Introduction

Ulcerative colitis (UC) is a chronic inflammatory condition of the gastrointestinal tract. In patients with UC, the superficial inflammation speared in an uninterrupted pattern starting from the rectum and may affect the entire colon1,2. Although inflammatory bowel disease (IBD) including UC was initiated in Western nations, nowadays newly industrialized countries in Asia and the Middle East have reported a rapid increase in its incidence3. In a national study, in Iran, it has been estimated that UC affects 35.52 per 100,000 subjects4.
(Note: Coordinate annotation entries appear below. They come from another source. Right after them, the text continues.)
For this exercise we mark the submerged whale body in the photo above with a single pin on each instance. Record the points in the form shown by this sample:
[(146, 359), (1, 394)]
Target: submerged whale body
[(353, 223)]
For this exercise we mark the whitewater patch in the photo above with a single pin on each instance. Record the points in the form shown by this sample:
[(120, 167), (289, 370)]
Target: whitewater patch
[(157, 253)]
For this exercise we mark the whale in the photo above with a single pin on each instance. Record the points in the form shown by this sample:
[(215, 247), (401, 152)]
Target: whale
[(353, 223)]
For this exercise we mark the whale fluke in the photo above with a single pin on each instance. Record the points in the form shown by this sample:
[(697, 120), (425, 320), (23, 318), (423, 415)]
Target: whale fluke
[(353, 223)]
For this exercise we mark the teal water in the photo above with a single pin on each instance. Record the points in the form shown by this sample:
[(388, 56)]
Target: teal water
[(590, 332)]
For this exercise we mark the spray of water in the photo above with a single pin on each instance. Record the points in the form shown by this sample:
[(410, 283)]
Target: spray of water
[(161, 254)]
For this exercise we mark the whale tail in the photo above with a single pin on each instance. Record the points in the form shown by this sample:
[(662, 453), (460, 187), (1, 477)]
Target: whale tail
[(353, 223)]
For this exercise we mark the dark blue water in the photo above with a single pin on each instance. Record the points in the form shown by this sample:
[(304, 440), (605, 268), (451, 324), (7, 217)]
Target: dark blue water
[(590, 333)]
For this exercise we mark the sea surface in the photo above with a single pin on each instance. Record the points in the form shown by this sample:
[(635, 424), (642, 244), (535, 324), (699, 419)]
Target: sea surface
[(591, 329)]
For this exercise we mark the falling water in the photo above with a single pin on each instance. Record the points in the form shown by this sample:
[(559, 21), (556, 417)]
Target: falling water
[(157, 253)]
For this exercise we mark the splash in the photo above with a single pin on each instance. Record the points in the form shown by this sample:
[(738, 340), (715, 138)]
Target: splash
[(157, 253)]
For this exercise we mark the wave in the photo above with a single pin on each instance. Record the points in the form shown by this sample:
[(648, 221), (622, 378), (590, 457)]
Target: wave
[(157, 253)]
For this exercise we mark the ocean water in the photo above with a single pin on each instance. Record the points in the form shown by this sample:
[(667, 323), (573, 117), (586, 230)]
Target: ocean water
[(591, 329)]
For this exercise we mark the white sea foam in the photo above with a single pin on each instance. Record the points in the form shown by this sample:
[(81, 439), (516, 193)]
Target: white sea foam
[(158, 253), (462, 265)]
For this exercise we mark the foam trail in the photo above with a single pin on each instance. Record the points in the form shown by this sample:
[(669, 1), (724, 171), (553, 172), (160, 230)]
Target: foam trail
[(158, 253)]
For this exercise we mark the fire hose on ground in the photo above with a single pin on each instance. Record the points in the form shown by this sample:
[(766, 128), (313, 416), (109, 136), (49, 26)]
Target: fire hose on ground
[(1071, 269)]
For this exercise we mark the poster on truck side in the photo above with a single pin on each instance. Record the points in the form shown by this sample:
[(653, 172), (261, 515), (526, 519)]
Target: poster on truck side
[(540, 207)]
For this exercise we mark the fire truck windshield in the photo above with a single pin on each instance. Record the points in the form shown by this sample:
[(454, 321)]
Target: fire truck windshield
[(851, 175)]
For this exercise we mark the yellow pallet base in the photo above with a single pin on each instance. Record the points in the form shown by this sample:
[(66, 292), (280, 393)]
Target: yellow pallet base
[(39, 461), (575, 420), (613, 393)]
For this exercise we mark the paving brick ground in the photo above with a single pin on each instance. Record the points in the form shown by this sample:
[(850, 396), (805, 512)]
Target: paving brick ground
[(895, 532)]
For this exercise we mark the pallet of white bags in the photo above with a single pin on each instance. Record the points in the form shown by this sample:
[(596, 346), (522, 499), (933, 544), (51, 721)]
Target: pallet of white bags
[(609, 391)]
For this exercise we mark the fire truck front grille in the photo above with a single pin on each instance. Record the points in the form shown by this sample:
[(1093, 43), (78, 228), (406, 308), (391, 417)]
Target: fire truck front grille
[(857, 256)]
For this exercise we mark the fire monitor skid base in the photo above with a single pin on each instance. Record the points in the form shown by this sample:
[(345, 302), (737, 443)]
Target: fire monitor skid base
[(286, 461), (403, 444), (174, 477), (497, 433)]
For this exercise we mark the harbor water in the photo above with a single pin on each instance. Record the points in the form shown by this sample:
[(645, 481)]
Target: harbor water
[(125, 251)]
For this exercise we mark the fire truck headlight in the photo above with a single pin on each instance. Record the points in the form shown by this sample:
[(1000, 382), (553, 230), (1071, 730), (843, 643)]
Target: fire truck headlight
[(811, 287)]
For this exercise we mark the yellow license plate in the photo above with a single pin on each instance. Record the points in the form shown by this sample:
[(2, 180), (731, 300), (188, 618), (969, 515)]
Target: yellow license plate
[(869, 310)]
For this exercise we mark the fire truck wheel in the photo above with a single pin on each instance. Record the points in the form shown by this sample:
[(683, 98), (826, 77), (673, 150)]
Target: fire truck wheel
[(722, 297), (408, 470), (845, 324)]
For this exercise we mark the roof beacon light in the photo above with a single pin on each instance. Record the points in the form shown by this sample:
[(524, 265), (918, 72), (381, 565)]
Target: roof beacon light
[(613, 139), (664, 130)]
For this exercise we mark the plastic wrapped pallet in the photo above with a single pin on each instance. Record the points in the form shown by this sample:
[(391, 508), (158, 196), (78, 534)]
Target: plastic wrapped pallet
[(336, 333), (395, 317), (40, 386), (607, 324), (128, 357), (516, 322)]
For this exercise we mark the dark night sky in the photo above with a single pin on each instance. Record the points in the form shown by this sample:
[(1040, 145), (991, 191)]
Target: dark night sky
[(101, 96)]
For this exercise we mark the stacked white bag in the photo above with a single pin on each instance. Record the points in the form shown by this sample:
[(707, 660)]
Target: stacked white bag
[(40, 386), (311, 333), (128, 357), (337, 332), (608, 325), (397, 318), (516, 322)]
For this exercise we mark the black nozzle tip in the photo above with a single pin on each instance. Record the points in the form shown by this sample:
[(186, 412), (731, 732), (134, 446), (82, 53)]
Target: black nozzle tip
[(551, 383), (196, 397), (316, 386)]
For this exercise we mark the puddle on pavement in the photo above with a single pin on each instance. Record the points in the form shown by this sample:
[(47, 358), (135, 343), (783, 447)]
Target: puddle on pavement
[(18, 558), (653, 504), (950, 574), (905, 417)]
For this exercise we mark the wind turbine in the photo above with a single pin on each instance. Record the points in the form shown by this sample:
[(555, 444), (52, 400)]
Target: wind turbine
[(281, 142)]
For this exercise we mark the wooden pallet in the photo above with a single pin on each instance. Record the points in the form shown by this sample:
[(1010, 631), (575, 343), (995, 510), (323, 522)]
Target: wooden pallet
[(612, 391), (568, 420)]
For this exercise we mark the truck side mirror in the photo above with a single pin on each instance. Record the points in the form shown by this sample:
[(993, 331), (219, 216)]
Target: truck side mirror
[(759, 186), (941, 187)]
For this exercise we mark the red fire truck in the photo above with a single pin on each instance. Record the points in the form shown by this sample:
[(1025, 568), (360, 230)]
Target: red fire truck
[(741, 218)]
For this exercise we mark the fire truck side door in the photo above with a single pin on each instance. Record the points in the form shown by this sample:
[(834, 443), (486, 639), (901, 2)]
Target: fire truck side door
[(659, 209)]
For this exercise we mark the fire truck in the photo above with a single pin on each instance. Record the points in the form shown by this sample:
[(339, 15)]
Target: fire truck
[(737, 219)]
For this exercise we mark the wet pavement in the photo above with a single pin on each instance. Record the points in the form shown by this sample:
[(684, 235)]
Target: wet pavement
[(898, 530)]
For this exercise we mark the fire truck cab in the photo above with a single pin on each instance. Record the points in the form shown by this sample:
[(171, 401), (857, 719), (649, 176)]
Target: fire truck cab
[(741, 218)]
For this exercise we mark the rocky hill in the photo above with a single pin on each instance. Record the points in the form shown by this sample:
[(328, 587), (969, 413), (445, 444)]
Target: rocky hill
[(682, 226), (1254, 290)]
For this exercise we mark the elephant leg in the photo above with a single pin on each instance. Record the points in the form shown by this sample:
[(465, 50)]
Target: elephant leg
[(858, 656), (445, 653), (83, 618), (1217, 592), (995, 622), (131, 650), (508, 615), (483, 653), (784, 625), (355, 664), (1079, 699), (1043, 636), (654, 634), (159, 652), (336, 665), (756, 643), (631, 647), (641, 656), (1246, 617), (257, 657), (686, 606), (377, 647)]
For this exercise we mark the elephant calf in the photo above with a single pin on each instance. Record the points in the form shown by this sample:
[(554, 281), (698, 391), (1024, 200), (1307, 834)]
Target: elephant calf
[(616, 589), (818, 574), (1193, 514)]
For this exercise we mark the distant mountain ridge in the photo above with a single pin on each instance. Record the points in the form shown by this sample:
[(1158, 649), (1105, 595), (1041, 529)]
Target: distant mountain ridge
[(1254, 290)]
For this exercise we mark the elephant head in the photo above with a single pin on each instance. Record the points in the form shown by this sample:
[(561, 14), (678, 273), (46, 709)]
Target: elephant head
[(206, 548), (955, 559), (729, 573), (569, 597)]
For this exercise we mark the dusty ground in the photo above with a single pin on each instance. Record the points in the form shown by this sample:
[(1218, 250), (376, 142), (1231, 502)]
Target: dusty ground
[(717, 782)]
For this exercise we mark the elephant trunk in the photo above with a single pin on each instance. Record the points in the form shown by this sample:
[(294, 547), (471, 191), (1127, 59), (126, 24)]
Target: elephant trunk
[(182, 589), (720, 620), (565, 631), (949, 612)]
The exact etiology of UC is yet to be determined, though, it is postulated that improper immune response, arising from a complex interaction between genetic susceptibility, an altered gut microbiota5,6, and several environmental factors5 might cause this condition. Dietary factors have been consistently found to modulate inflammation7, through which they might affect the development of chronic diseases8,9, including UC. Findings from previous studies indicated a positive link between adherence to a pro-inflammatory diet, assessed by dietary inflammatory index (DII), and odds of UC10,11. DII is a nutrient-based index constructed mostly based on pro-inflammatory or anti-inflammatory properties of nutrients12. It must be noted that people do not consume isolated nutrients rather they eat a diet consisting of numerous foods, nutrients, and other bioactive components with synergistic effects or interaction with each other13,14. Therefore, dietary inflammatory potential might be better reflected through a food-based index rather than a nutrient-based index. In 2016, Tabung et al.15 developed and validated an empirically dietary inflammatory pattern (EDIP) index using inflammatory biomarkers. Such assessment of dietary inflammatory potential has been examined in relation to ovarian and colorectal cancers13,16. Regarding IBD, in a recent prospective cohort, EDIP was significantly associated with risk of Crohn's disease (CD), but not UC17. Considering the paucity of information about the association between this dietary index and risk of UC in the Middle East, we aimed to investigate the association between dietary inflammatory potential, as assessed by a food-based dietary index, and risk of UC in a population-based case–control study in Iran.

Methods

Study participants

This population-based case–control study was performed among 109 patients with UC and 218 apparently healthy controls in Isfahan, Iran, between 2015 and 2019. The sample size was computed based on prior evidence indicating that approximately 60% of Iranian adults were following non-healthy dietary patterns18. According to earlier investigations in the country, we assumed that the consumption of unhealthy dietary patterns would double the risk of UC10. Therefore, with 80% study power and 5% type I error, and the ratio of controls to cases as 2, we reached the sample size of at least 101 cases and 202 controls for the current study. To enroll cases, we invited UC patients, whose information was registered in the IBD registry of Isfahan, to participate in a class intending to educate them about lifestyle modification. In that class, we mentioned the study and its aims and requested the participants to take part in the study. Out of all registered patients who attended that class (n = 140), 109 subjects agreed to take part in our study. All these patients provided written informed consent. To recruit controls, we used the study on the epidemiology of psychological, alimentary health, and nutrition (SEPAHAN) dataset. For each patient, two apparently healthy controls were randomly selected from SEPAHAN dataset on more than 8,000 people. Detailed information about the population-based cross-sectional study of SEPAHAN has been published elsewhere19. Controls were matched with cases in terms of age (± 2 years) and sex. Participants in the SEPAHAN study also provided informed written consent before enrollment19. Before random selection of controls from SEPAHAN dataset, we excluded individuals with any history of gastrointestinal disorders (including CD, UC, irritable bowel syndrome, functional dyspepsia, and gastroesophageal reflux disorder). The final sample size in the current study was 327 people (109 cases and 218 controls). This study was conducted according to the guidelines laid down in the Declaration of Helsinki and all procedures ethically approved by the Ethical Committee of the Tehran University of Medical Sciences, Tehran, Iran (IR.TUMS.VCR.REC.1398.497).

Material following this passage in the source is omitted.